So what’s the secret, Drew? How did you do it? And, more importantly, how can we?
”You have to believe in yourself,” says Barrymore, and the conviction in her voice transcends the cliché. ”I get extremely insecure, but my belief in myself makes me capable and brave enough that I can go in there and prove myself.”
In other words, familiarize yourself with the individual who’s in the best position to support you: Yourself. So, Barrymore took matters into her own hands by launching Flower Films (with partner Nancy Juvonen), which enjoyed a swift efflorescence thanks to the success of 1999’s $55.5 million-grossing Never Been Kissed. Next stop: the troublesome and talked-about project of the year, her screen version of Charlie’s Angels. ”There are many different reasons why producing is so wonderful,” says Barrymore of her new role. ”Most of all, to create your own work, and work for other people, and to protect everyone along the way, is so important.”
But as every Hollywood vulture knows, power corrupts, and the young are especially susceptible. So how does a twentysomething star-cum-producer keep her head about her when all around her are losing theirs? ”I don’t think about the word power because it seems like a greedy word to me, and it scares me,” says Barrymore warily. ”I also think if you screw one person over, that will come back to you — you’ll never get any work by pushing someone aside.”

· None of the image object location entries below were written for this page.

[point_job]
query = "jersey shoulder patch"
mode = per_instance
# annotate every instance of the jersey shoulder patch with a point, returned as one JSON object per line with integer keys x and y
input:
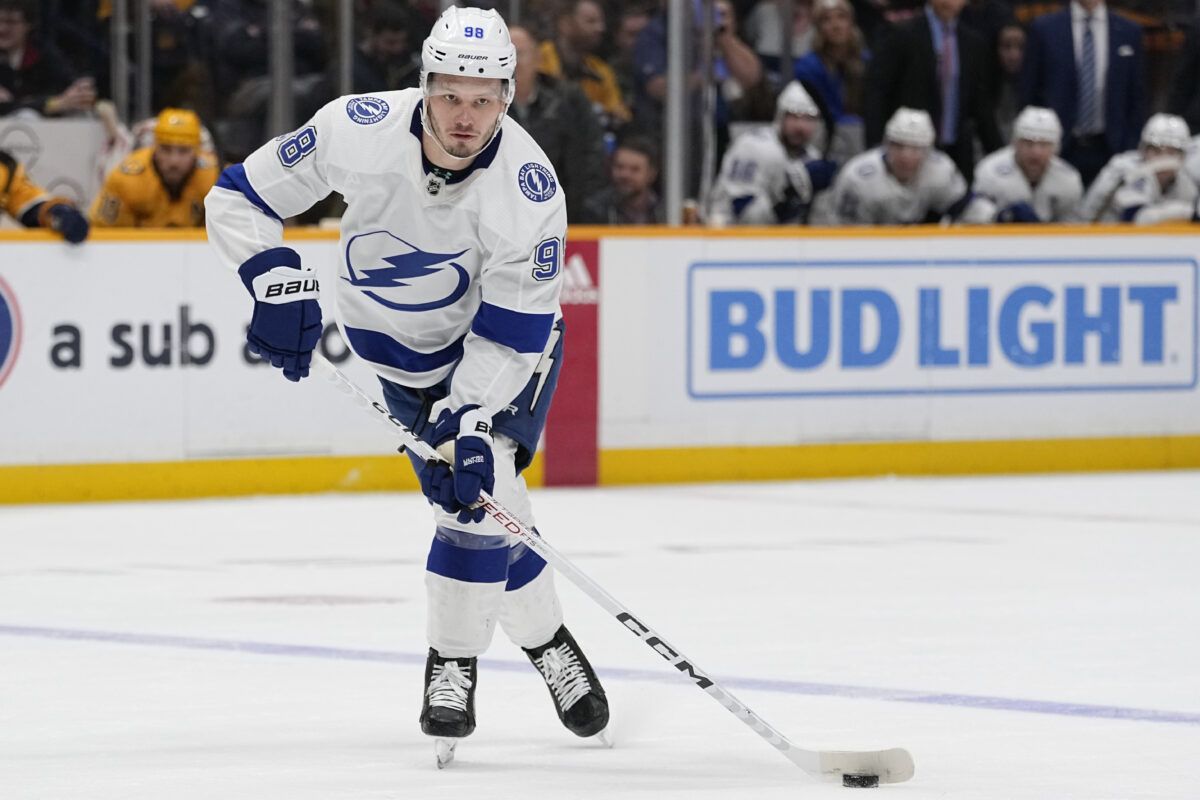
{"x": 537, "y": 182}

Her solution: Keep things light — in person and on screen. ”I personally truly love comedy the most, and the more I grow up, the more I appreciate it,” she says. ”I actually would really love to do a movie with Tom Green.” When she speaks of her manic fiancé, she doesn’t even bother to suppress a girlish giggle that belies her stature as a big-time movie star and producer.
Come to think of it, if you’re looking for Drew’s secret to showbiz success, it just may reside in that indomitably sweet, spontaneous giggle. It says, there have been disappointments, there have been compromises, and there have certainly been Puppy Chow commercials — but despite it all, the sheer joy of doing what she does shines through. It can’t be faked, or hyped, or surgically implanted. Or, for that matter, inherited.